Auch über Klostermayer wurden schon vor der Hinrichtung Gedichte verfasst. Erst recht nach seinem Tod, als schnell die Verklärung einsetzte. In Volksliedern, Theaterstücken und Puppenspielen wurde der Hiasl, auch Hiesel geschrieben, zu einer Kunstfigur, die mit dem historischen Wilderer nur noch wenig Gemeinsamkeiten aufwies. Friedrich Schiller nahm ihn als Vorbild für die Hauptfigur seines Dramas »Die Räuber«. Vergessen, wie Klostermayer in seinen letzten Monaten auf freiem Fuß, im bitterkalten Winter des Jahres 1770, ruhelos durch die verschneiten schwäbischen Wälder marschiert war. Wie er eine Spur der Gewalt hinter sich her zog. Wie die Bande um ihr Überleben kämpfte. Der bayrische Hiasl wurde wieder zum schneidigen Wildschützen, der dem Adel die Hirsche vor der Nase wegschoss.

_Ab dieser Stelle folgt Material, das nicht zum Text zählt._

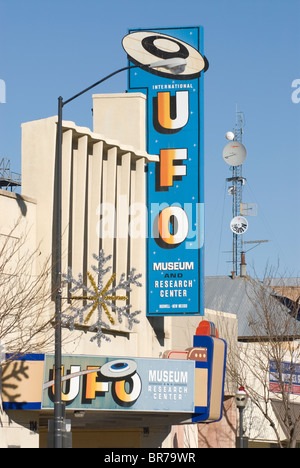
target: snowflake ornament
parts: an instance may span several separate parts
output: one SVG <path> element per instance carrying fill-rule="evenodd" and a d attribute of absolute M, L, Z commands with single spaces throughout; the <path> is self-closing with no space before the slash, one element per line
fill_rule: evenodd
<path fill-rule="evenodd" d="M 111 255 L 105 257 L 103 250 L 100 250 L 99 256 L 93 254 L 93 258 L 97 261 L 97 266 L 92 265 L 91 268 L 96 273 L 97 279 L 87 272 L 89 286 L 85 284 L 82 274 L 79 274 L 78 279 L 75 279 L 71 268 L 68 269 L 67 275 L 62 274 L 65 283 L 71 285 L 70 299 L 72 301 L 83 301 L 82 306 L 76 307 L 72 305 L 70 307 L 71 315 L 62 314 L 62 326 L 74 330 L 76 324 L 87 325 L 92 322 L 89 331 L 95 332 L 95 334 L 90 341 L 97 340 L 98 347 L 101 346 L 102 339 L 111 341 L 103 333 L 103 328 L 110 329 L 111 325 L 115 325 L 116 319 L 119 323 L 122 323 L 123 318 L 125 318 L 128 323 L 128 329 L 131 330 L 134 323 L 139 323 L 136 316 L 141 313 L 140 310 L 130 313 L 132 306 L 128 303 L 128 296 L 126 294 L 119 294 L 120 291 L 131 292 L 132 285 L 142 286 L 138 281 L 142 275 L 136 275 L 135 268 L 130 271 L 127 278 L 125 278 L 125 273 L 122 273 L 118 283 L 116 283 L 116 274 L 112 274 L 104 285 L 104 276 L 111 270 L 111 267 L 106 267 L 105 264 L 111 257 Z M 83 294 L 74 294 L 79 290 L 83 291 Z M 120 307 L 116 304 L 116 301 L 125 301 L 125 304 Z M 108 319 L 109 323 L 107 323 L 106 319 Z"/>

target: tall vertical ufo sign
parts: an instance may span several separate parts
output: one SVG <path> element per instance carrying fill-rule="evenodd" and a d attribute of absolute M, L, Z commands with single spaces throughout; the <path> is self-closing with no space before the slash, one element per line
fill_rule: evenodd
<path fill-rule="evenodd" d="M 123 47 L 159 155 L 147 168 L 147 315 L 203 315 L 203 29 L 131 30 Z"/>

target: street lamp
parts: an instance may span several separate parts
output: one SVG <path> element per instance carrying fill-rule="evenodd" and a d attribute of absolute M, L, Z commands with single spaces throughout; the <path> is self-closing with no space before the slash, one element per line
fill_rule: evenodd
<path fill-rule="evenodd" d="M 120 68 L 113 73 L 105 76 L 101 80 L 92 84 L 91 86 L 85 88 L 83 91 L 75 94 L 71 98 L 63 101 L 63 98 L 60 96 L 58 98 L 58 120 L 57 120 L 57 147 L 56 147 L 56 235 L 55 235 L 55 265 L 56 265 L 56 275 L 55 275 L 55 374 L 54 374 L 54 421 L 53 421 L 53 431 L 54 431 L 54 448 L 63 448 L 63 436 L 65 431 L 65 404 L 61 399 L 61 385 L 62 385 L 62 330 L 61 330 L 61 301 L 62 301 L 62 288 L 61 288 L 61 210 L 62 210 L 62 116 L 63 116 L 63 107 L 66 104 L 69 104 L 71 101 L 74 101 L 82 94 L 87 91 L 95 88 L 99 84 L 108 80 L 118 73 L 129 70 L 130 68 L 142 68 L 144 70 L 153 69 L 153 68 L 166 68 L 171 71 L 171 73 L 179 74 L 182 73 L 186 66 L 186 60 L 180 57 L 171 58 L 166 60 L 159 60 L 152 64 L 148 65 L 130 65 L 127 67 Z"/>
<path fill-rule="evenodd" d="M 239 387 L 238 391 L 235 394 L 235 403 L 239 409 L 240 413 L 240 430 L 239 430 L 239 448 L 244 448 L 243 444 L 243 411 L 247 405 L 248 395 L 244 387 Z"/>

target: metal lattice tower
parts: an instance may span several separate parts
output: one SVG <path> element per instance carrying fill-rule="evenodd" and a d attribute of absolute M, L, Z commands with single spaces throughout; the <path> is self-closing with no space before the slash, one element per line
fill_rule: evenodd
<path fill-rule="evenodd" d="M 12 191 L 15 187 L 21 186 L 21 175 L 12 172 L 10 169 L 10 160 L 2 158 L 0 161 L 0 188 Z"/>
<path fill-rule="evenodd" d="M 242 143 L 243 139 L 243 113 L 236 111 L 236 123 L 235 123 L 235 140 Z M 236 184 L 236 190 L 233 194 L 233 217 L 241 214 L 240 207 L 243 201 L 243 185 L 245 183 L 242 175 L 242 164 L 240 166 L 233 167 L 232 176 L 236 178 L 234 182 Z M 238 274 L 238 264 L 241 260 L 243 245 L 243 235 L 233 234 L 233 269 L 235 274 Z"/>
<path fill-rule="evenodd" d="M 236 121 L 234 129 L 234 141 L 242 143 L 243 140 L 243 125 L 244 115 L 243 112 L 236 110 Z M 226 179 L 232 183 L 231 194 L 232 194 L 232 217 L 241 215 L 241 204 L 243 201 L 243 186 L 245 184 L 245 178 L 242 174 L 242 164 L 239 166 L 232 166 L 232 177 Z M 241 261 L 243 246 L 243 235 L 232 233 L 232 274 L 238 274 L 238 265 Z"/>
<path fill-rule="evenodd" d="M 244 216 L 257 216 L 257 206 L 255 203 L 243 203 L 243 186 L 246 179 L 243 177 L 242 167 L 246 160 L 247 151 L 243 145 L 244 114 L 236 109 L 235 128 L 233 132 L 226 133 L 226 139 L 231 140 L 223 150 L 223 159 L 230 166 L 232 177 L 226 179 L 232 185 L 228 188 L 228 193 L 232 195 L 232 276 L 246 276 L 245 254 L 268 240 L 244 241 L 243 234 L 248 229 L 248 221 Z M 234 144 L 236 142 L 236 144 Z M 247 251 L 244 251 L 244 244 L 255 244 Z M 240 271 L 238 272 L 238 266 Z"/>

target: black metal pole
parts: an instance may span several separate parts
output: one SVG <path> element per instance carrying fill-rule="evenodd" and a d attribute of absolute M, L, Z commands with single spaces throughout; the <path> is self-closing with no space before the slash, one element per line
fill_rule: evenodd
<path fill-rule="evenodd" d="M 149 67 L 149 65 L 144 65 L 143 66 L 144 68 L 147 68 Z M 110 73 L 109 75 L 105 76 L 104 78 L 102 78 L 101 80 L 99 81 L 96 81 L 96 83 L 92 84 L 91 86 L 89 86 L 88 88 L 85 88 L 83 91 L 80 91 L 80 93 L 77 93 L 75 94 L 75 96 L 71 97 L 70 99 L 67 99 L 64 103 L 63 103 L 63 106 L 65 104 L 68 104 L 69 102 L 73 101 L 74 99 L 78 98 L 79 96 L 81 96 L 82 94 L 86 93 L 87 91 L 89 91 L 90 89 L 92 88 L 95 88 L 95 86 L 98 86 L 100 83 L 103 83 L 103 81 L 106 81 L 108 80 L 109 78 L 111 78 L 112 76 L 114 75 L 117 75 L 118 73 L 124 71 L 124 70 L 129 70 L 130 68 L 143 68 L 142 66 L 138 66 L 138 65 L 129 65 L 127 67 L 123 67 L 123 68 L 119 68 L 119 70 L 116 70 L 114 71 L 113 73 Z"/>
<path fill-rule="evenodd" d="M 63 447 L 64 403 L 61 399 L 61 205 L 62 205 L 62 108 L 58 98 L 57 150 L 56 150 L 56 284 L 55 284 L 55 377 L 54 377 L 54 448 Z"/>
<path fill-rule="evenodd" d="M 243 425 L 244 425 L 244 422 L 243 422 L 243 411 L 244 411 L 244 407 L 240 407 L 239 408 L 239 412 L 240 412 L 240 430 L 239 430 L 239 446 L 240 448 L 244 448 L 244 440 L 243 440 L 243 433 L 244 433 L 244 430 L 243 430 Z"/>
<path fill-rule="evenodd" d="M 146 65 L 145 67 L 148 67 Z M 63 448 L 63 433 L 65 431 L 65 404 L 61 398 L 61 385 L 62 385 L 62 327 L 61 327 L 61 299 L 62 299 L 62 287 L 61 287 L 61 211 L 62 211 L 62 111 L 63 106 L 78 98 L 82 94 L 86 93 L 95 86 L 103 83 L 112 76 L 120 73 L 121 71 L 128 70 L 129 68 L 137 68 L 136 65 L 130 65 L 127 67 L 120 68 L 119 70 L 107 75 L 105 78 L 97 81 L 83 91 L 75 94 L 70 99 L 63 101 L 60 96 L 58 98 L 58 120 L 57 120 L 57 148 L 56 148 L 56 284 L 55 284 L 55 375 L 54 375 L 54 448 Z M 140 67 L 143 68 L 143 67 Z"/>

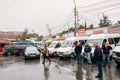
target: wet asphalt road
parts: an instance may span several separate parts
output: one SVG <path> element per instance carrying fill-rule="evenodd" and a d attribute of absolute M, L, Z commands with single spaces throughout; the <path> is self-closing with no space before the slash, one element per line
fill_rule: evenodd
<path fill-rule="evenodd" d="M 96 79 L 95 64 L 77 65 L 75 60 L 52 59 L 51 64 L 23 57 L 0 56 L 0 80 L 120 80 L 120 66 L 114 62 L 111 68 L 103 68 L 103 78 Z"/>

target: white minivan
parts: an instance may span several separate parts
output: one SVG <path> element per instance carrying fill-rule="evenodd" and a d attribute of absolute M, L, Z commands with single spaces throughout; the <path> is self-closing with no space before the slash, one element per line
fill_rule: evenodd
<path fill-rule="evenodd" d="M 57 50 L 61 47 L 61 44 L 63 43 L 63 41 L 53 41 L 49 46 L 48 46 L 48 50 L 49 50 L 49 56 L 51 57 L 57 57 Z"/>
<path fill-rule="evenodd" d="M 116 40 L 120 37 L 120 34 L 114 33 L 114 34 L 93 34 L 90 35 L 90 37 L 87 40 L 87 43 L 92 47 L 91 51 L 91 57 L 94 56 L 94 47 L 93 43 L 97 42 L 100 47 L 102 47 L 103 41 L 107 40 L 109 42 L 110 46 L 114 49 L 116 45 Z M 112 50 L 110 51 L 110 55 L 112 56 Z"/>
<path fill-rule="evenodd" d="M 120 38 L 118 44 L 113 49 L 113 60 L 116 64 L 120 65 Z"/>
<path fill-rule="evenodd" d="M 80 37 L 68 37 L 65 39 L 61 47 L 58 49 L 58 56 L 60 58 L 75 58 L 76 54 L 74 53 L 74 43 L 75 41 L 80 41 L 84 45 L 88 36 Z"/>

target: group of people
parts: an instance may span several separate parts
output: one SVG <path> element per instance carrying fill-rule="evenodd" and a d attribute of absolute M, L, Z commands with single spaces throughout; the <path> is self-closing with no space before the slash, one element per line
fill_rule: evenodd
<path fill-rule="evenodd" d="M 108 65 L 108 67 L 110 68 L 110 55 L 109 54 L 110 54 L 110 50 L 112 50 L 112 47 L 109 45 L 109 43 L 106 40 L 103 42 L 102 47 L 99 47 L 97 42 L 94 42 L 93 46 L 95 47 L 94 61 L 96 61 L 96 64 L 98 67 L 98 74 L 96 78 L 102 78 L 103 76 L 102 65 L 103 67 Z M 92 50 L 91 46 L 88 43 L 86 43 L 84 47 L 84 53 L 86 55 L 88 64 L 92 64 L 91 54 L 90 54 L 91 50 Z M 82 44 L 76 41 L 75 42 L 75 53 L 76 53 L 78 64 L 83 63 L 81 52 L 82 52 Z"/>
<path fill-rule="evenodd" d="M 109 43 L 105 40 L 103 42 L 102 48 L 98 46 L 97 42 L 93 43 L 93 46 L 95 47 L 94 49 L 94 60 L 96 61 L 97 67 L 98 67 L 98 75 L 96 76 L 96 78 L 102 78 L 102 65 L 103 67 L 106 66 L 106 64 L 108 65 L 108 67 L 110 68 L 110 50 L 112 50 L 112 47 L 109 45 Z M 84 52 L 87 58 L 87 62 L 88 64 L 92 64 L 91 61 L 91 46 L 86 43 L 85 47 L 84 47 Z M 76 53 L 76 57 L 77 57 L 77 63 L 78 64 L 82 64 L 83 60 L 82 60 L 82 44 L 78 41 L 75 42 L 75 53 Z M 49 63 L 51 62 L 50 58 L 49 58 L 49 50 L 47 49 L 47 45 L 44 46 L 44 52 L 43 52 L 43 64 L 45 64 L 45 60 L 48 59 Z"/>

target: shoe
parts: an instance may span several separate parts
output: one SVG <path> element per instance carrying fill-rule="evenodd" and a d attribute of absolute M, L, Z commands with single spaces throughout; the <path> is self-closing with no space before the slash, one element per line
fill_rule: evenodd
<path fill-rule="evenodd" d="M 108 68 L 111 68 L 111 66 L 108 66 Z"/>
<path fill-rule="evenodd" d="M 102 76 L 95 76 L 95 78 L 102 78 Z"/>

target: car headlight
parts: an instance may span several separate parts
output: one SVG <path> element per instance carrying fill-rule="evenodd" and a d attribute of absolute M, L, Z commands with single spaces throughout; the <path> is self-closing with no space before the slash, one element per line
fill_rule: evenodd
<path fill-rule="evenodd" d="M 112 56 L 116 56 L 116 53 L 113 53 Z"/>
<path fill-rule="evenodd" d="M 53 53 L 53 51 L 49 51 L 49 53 Z"/>
<path fill-rule="evenodd" d="M 65 54 L 70 54 L 70 51 L 66 51 Z"/>

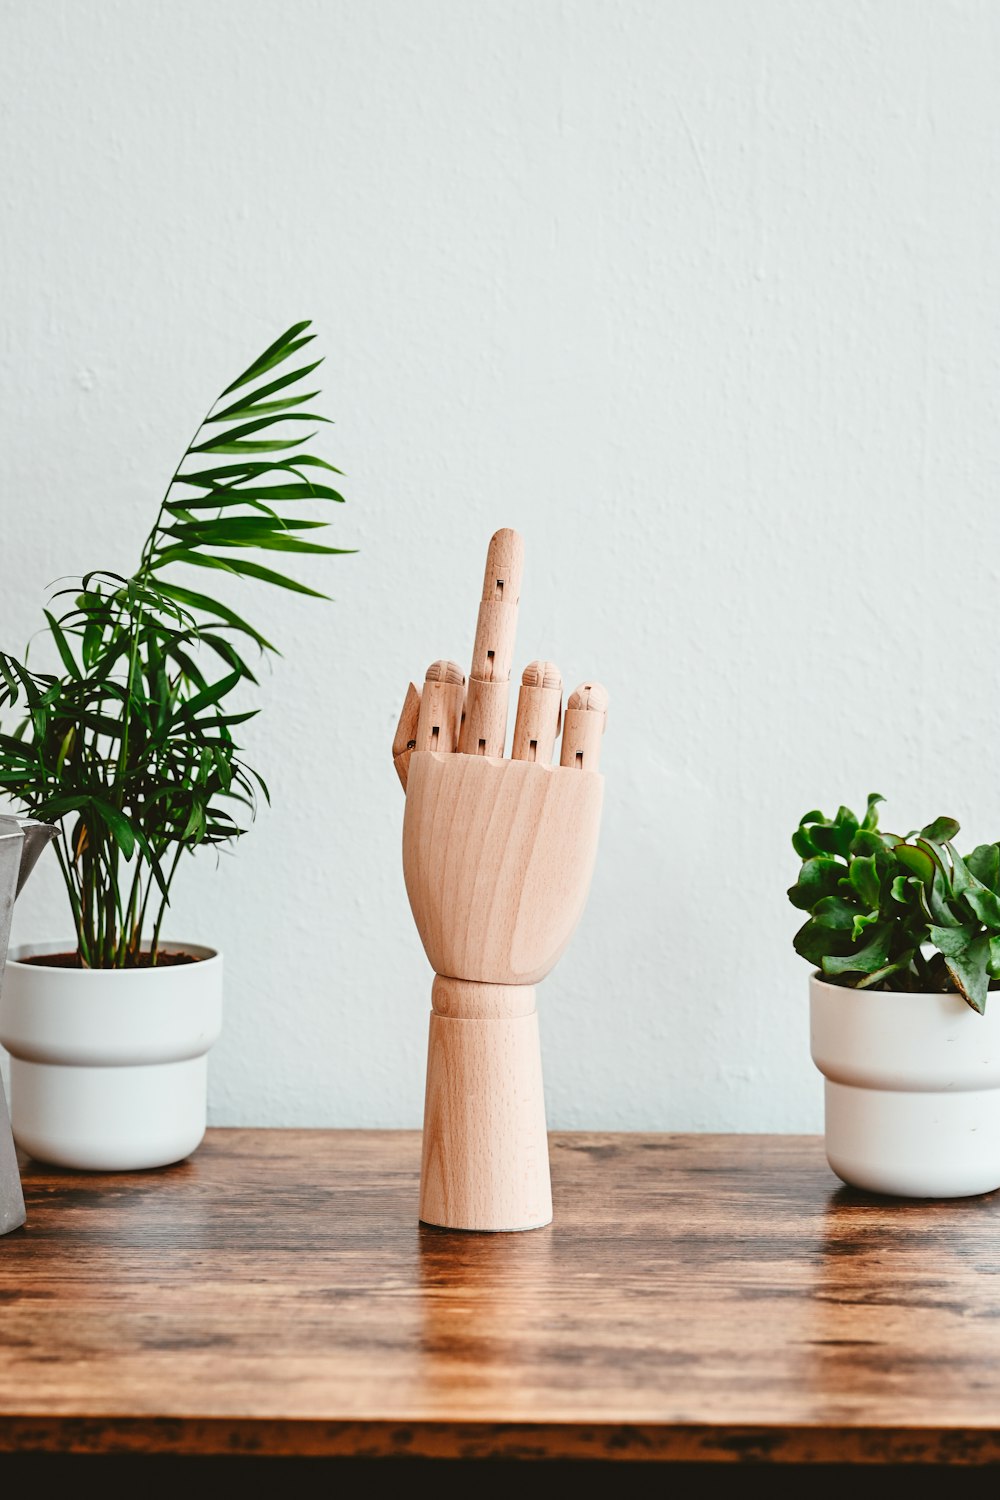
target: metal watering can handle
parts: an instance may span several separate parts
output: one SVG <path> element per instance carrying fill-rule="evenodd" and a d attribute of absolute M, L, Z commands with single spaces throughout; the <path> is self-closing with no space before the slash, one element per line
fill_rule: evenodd
<path fill-rule="evenodd" d="M 49 823 L 22 822 L 18 818 L 0 816 L 0 985 L 7 962 L 14 902 L 35 868 L 38 856 L 55 838 L 56 832 Z M 7 1100 L 0 1084 L 0 1234 L 19 1229 L 25 1217 L 17 1152 L 10 1130 Z"/>

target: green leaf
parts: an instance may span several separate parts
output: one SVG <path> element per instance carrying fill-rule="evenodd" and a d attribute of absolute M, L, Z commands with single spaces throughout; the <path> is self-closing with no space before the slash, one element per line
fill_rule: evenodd
<path fill-rule="evenodd" d="M 978 890 L 966 891 L 965 899 L 980 922 L 991 932 L 1000 932 L 1000 897 L 992 891 Z"/>
<path fill-rule="evenodd" d="M 933 823 L 928 823 L 926 828 L 921 828 L 920 836 L 931 844 L 947 844 L 958 831 L 959 825 L 954 818 L 935 818 Z"/>
<path fill-rule="evenodd" d="M 788 899 L 793 906 L 808 911 L 821 896 L 836 894 L 837 883 L 843 873 L 844 866 L 840 861 L 831 859 L 828 855 L 807 859 L 799 871 L 797 882 L 789 888 Z"/>
<path fill-rule="evenodd" d="M 209 490 L 205 495 L 171 502 L 167 505 L 167 510 L 172 515 L 179 515 L 185 511 L 232 509 L 238 505 L 255 505 L 263 502 L 273 514 L 276 514 L 274 507 L 281 501 L 287 500 L 333 500 L 343 504 L 344 497 L 339 491 L 331 489 L 326 484 L 263 484 L 238 489 L 227 485 L 224 488 Z M 327 523 L 314 521 L 312 524 L 325 526 Z"/>
<path fill-rule="evenodd" d="M 934 879 L 925 886 L 927 911 L 932 921 L 942 927 L 960 927 L 961 918 L 951 909 L 952 890 L 949 878 L 940 866 L 935 866 Z"/>
<path fill-rule="evenodd" d="M 892 852 L 911 875 L 930 884 L 934 878 L 935 862 L 926 849 L 921 849 L 917 844 L 896 844 Z"/>
<path fill-rule="evenodd" d="M 19 696 L 17 679 L 15 678 L 14 673 L 11 671 L 11 663 L 9 657 L 7 657 L 3 652 L 0 652 L 0 674 L 2 674 L 3 679 L 7 684 L 10 702 L 16 703 Z"/>
<path fill-rule="evenodd" d="M 876 926 L 876 924 L 880 920 L 882 920 L 882 918 L 877 910 L 869 912 L 859 912 L 854 918 L 854 922 L 851 926 L 851 941 L 854 943 L 859 943 L 864 937 L 865 933 L 868 931 L 868 928 Z"/>
<path fill-rule="evenodd" d="M 52 636 L 52 639 L 56 643 L 56 649 L 59 652 L 59 655 L 62 657 L 63 666 L 66 668 L 71 677 L 79 678 L 80 669 L 76 664 L 76 658 L 74 657 L 73 652 L 70 649 L 69 641 L 63 634 L 62 627 L 60 626 L 59 621 L 56 619 L 55 615 L 53 615 L 47 609 L 43 610 L 43 614 L 45 615 L 46 620 L 48 620 L 49 622 L 49 632 Z"/>
<path fill-rule="evenodd" d="M 304 380 L 307 375 L 312 374 L 313 370 L 318 370 L 322 363 L 323 361 L 321 359 L 314 359 L 312 364 L 302 365 L 297 370 L 288 370 L 284 375 L 279 375 L 277 380 L 272 380 L 267 385 L 258 386 L 255 391 L 247 391 L 226 411 L 219 412 L 218 416 L 212 417 L 211 420 L 213 422 L 216 422 L 221 421 L 225 417 L 238 415 L 240 408 L 245 406 L 247 402 L 263 401 L 267 396 L 273 396 L 276 391 L 285 390 L 288 386 L 294 385 L 297 380 Z M 235 389 L 235 387 L 233 387 L 233 389 Z M 313 392 L 313 395 L 318 394 L 318 392 Z M 223 392 L 223 396 L 225 395 L 228 395 L 228 392 Z M 223 399 L 223 396 L 219 397 L 220 401 Z M 296 396 L 294 399 L 299 402 L 311 401 L 313 397 L 312 395 Z"/>
<path fill-rule="evenodd" d="M 862 979 L 859 979 L 854 988 L 856 990 L 871 990 L 877 985 L 884 984 L 891 975 L 905 973 L 913 962 L 914 952 L 915 949 L 908 948 L 893 963 L 883 964 L 880 969 L 873 969 L 870 974 L 866 974 Z"/>
<path fill-rule="evenodd" d="M 56 756 L 56 775 L 61 776 L 66 757 L 72 753 L 76 742 L 76 725 L 71 724 L 63 735 L 62 744 L 59 746 L 59 754 Z"/>
<path fill-rule="evenodd" d="M 845 901 L 843 896 L 824 896 L 813 908 L 813 920 L 817 925 L 835 932 L 850 932 L 857 914 L 858 908 L 853 901 Z"/>
<path fill-rule="evenodd" d="M 1000 844 L 978 844 L 965 856 L 970 873 L 988 891 L 1000 886 Z"/>
<path fill-rule="evenodd" d="M 987 927 L 994 932 L 1000 931 L 1000 897 L 997 897 L 993 891 L 987 890 L 986 886 L 976 879 L 965 860 L 950 844 L 948 850 L 952 860 L 952 882 L 955 894 L 964 898 L 975 915 Z"/>
<path fill-rule="evenodd" d="M 875 869 L 875 856 L 859 855 L 852 859 L 848 879 L 865 906 L 877 908 L 881 899 L 881 881 Z"/>
<path fill-rule="evenodd" d="M 889 958 L 892 932 L 892 927 L 886 923 L 877 929 L 874 937 L 863 948 L 856 948 L 853 953 L 844 954 L 843 957 L 837 957 L 834 954 L 827 955 L 822 963 L 823 973 L 873 974 Z"/>
<path fill-rule="evenodd" d="M 319 391 L 308 391 L 304 395 L 286 396 L 283 401 L 258 401 L 252 406 L 243 406 L 239 402 L 235 406 L 228 406 L 225 411 L 220 411 L 218 416 L 208 417 L 205 421 L 207 427 L 214 422 L 239 422 L 245 417 L 265 417 L 272 412 L 291 411 L 293 407 L 302 406 L 306 401 L 315 401 Z M 320 417 L 321 422 L 326 422 L 327 417 Z"/>
<path fill-rule="evenodd" d="M 967 896 L 970 893 L 985 892 L 986 887 L 976 879 L 958 851 L 949 845 L 948 853 L 951 855 L 951 884 L 955 895 Z"/>
<path fill-rule="evenodd" d="M 193 843 L 197 843 L 203 837 L 204 833 L 205 811 L 201 807 L 201 805 L 196 802 L 191 808 L 191 814 L 185 825 L 184 832 L 181 834 L 181 838 L 183 840 L 190 839 Z"/>
<path fill-rule="evenodd" d="M 165 553 L 164 558 L 169 562 L 190 563 L 197 568 L 219 568 L 226 573 L 238 573 L 246 578 L 257 578 L 262 583 L 271 583 L 277 588 L 291 589 L 296 594 L 308 594 L 313 599 L 328 598 L 328 595 L 319 593 L 317 589 L 307 588 L 304 583 L 299 583 L 294 578 L 286 578 L 283 573 L 275 573 L 271 568 L 264 568 L 260 563 L 250 562 L 243 557 L 216 557 L 211 552 L 180 550 Z M 159 561 L 156 566 L 160 566 Z"/>
<path fill-rule="evenodd" d="M 865 812 L 864 818 L 861 820 L 861 828 L 864 833 L 874 833 L 875 829 L 878 827 L 877 808 L 879 803 L 884 801 L 885 798 L 881 795 L 881 793 L 868 793 L 868 808 Z"/>
<path fill-rule="evenodd" d="M 850 808 L 841 807 L 832 823 L 817 823 L 810 828 L 809 836 L 822 853 L 839 854 L 842 859 L 847 859 L 857 832 L 857 818 Z"/>
<path fill-rule="evenodd" d="M 326 420 L 326 417 L 316 417 L 310 412 L 286 412 L 283 415 L 273 417 L 258 417 L 254 422 L 244 422 L 238 427 L 231 427 L 228 432 L 220 432 L 218 437 L 210 438 L 206 443 L 198 443 L 196 447 L 191 449 L 191 452 L 239 452 L 239 449 L 234 450 L 229 445 L 235 443 L 239 438 L 249 437 L 251 433 L 261 432 L 265 427 L 273 427 L 276 422 L 325 422 Z M 311 433 L 310 436 L 315 437 L 315 433 Z M 286 441 L 291 445 L 290 439 L 286 439 Z M 297 441 L 301 441 L 301 439 L 297 439 Z"/>
<path fill-rule="evenodd" d="M 285 521 L 281 517 L 224 516 L 216 520 L 182 521 L 165 527 L 163 536 L 175 537 L 184 547 L 261 547 L 282 548 L 288 551 L 333 553 L 341 549 L 327 547 L 322 543 L 306 542 L 297 538 L 299 531 L 324 530 L 323 521 Z M 160 556 L 167 556 L 175 548 L 164 548 Z"/>
<path fill-rule="evenodd" d="M 989 991 L 989 938 L 985 934 L 971 935 L 967 929 L 955 927 L 931 927 L 930 938 L 944 955 L 955 988 L 972 1009 L 982 1015 Z"/>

I bin da boarisch Hiasl / koa Kugl geht mar ei / drum fürcht i koan Jaga / und sollt's da Teifi sei

Über die Lebensgeschichte des Matthias oder Matthäus Klostermayer berichtet der Heimatkundler Hans Schelle in einer 1991 erschienenen Biografie. Geboren wurde der spätere Outlaw am 3. September 1736 in einfachsten Verhältnissen als Sohn eines Tagelöhners und seiner Frau im bayrischen Kissing südöstlich von Augsburg. Der Junge wuchs weitgehend sorglos auf, besuchte sogar die Schule, von der er allerdings mit elf Jahren abging, um fortan zum spärlichen Familieneinkommen beizutragen. Wie sein Vater hütete er das Vieh anderer und fand gelegentlich Arbeit bei den Jesuiten auf dem nahe gelegenen Schlossgut Mergenthau. Nebenher übte er sich im Umgang mit der Flinte und bewies bereits in sehr jungen Jahren ein erstaunliches Talent zum Jäger. Bald schon wurde der angehende Meisterschütze übermütig und wilderte im zarten Alter von 15 Jahren seinen ersten Hirsch.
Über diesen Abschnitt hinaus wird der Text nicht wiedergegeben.